Small is Beautiful, Right?

After a two-person exhibition, “Shaking Loose,” with the artist Rhys Davies at Hope and Feathers (Amherst, Massachusetts), I am back to small works...

Why? I had been working, steadily, slowly, towards abstract works that shimmer with color and stay largely clear of line and image, clear of outlined foreground and background. Here are a couple of examples from the Hope and Feathers show. The first is called “Friday Noon,” and the second “Tuesday Morning, 10:30.”

I love these paintings. I do.  But they are, I have discovered, their own end-point.  If I look through all of my paintings (, I can see the work change over time, and I can see what lead to these paintings... but I can’t take this work any farther. No lines, no discernible shapes... what could come next? I could, I suppose, by painting, say, an all-blue canvas.  So where can I go?

I looked online, pulling up “abstract” and “zombie formalism” and the names of various strong abstract artists. I saw too many paintings that shared sensibilities, colors, and brushwork with mine. We constitute a small country, us abstractionists, and it became difficult for me to sort my work out from anyone else’s. The art critics are tired of it, and the woman who comes into the gallery from the cold doesn't feel it. 
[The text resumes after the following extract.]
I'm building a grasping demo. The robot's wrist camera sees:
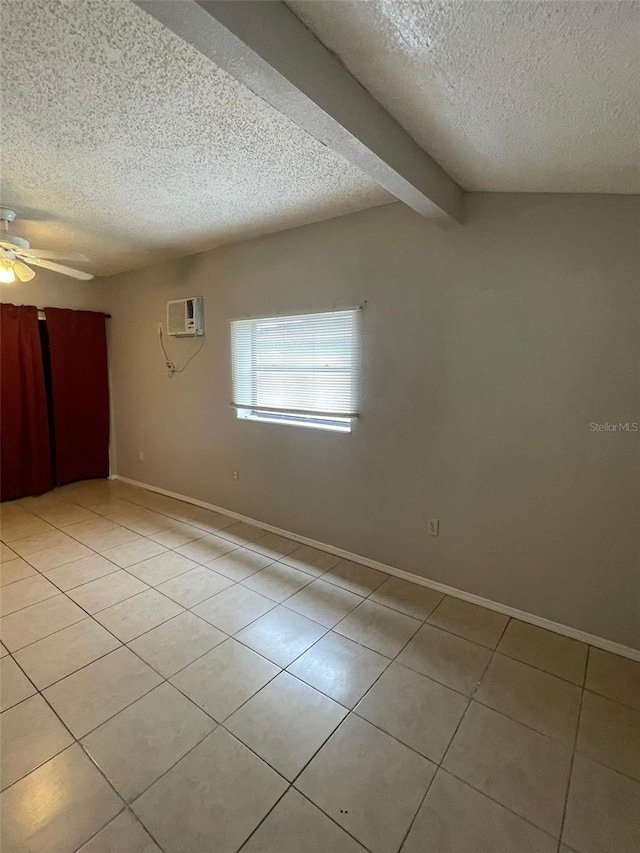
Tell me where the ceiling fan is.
[0,207,93,284]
So I am working small, with digital means (adobe sketch)

 or inktense blocks and gouache and watercolor and the occasional flourish of acrylic. 

The sizes are 14” x 17” and 11” x 14” for now... I may be able to blow these up to billboard size at some point. But for now, I am going back in to places and moments and drawing lines and text and the slightly wonky images that I see when I think with closed eyes.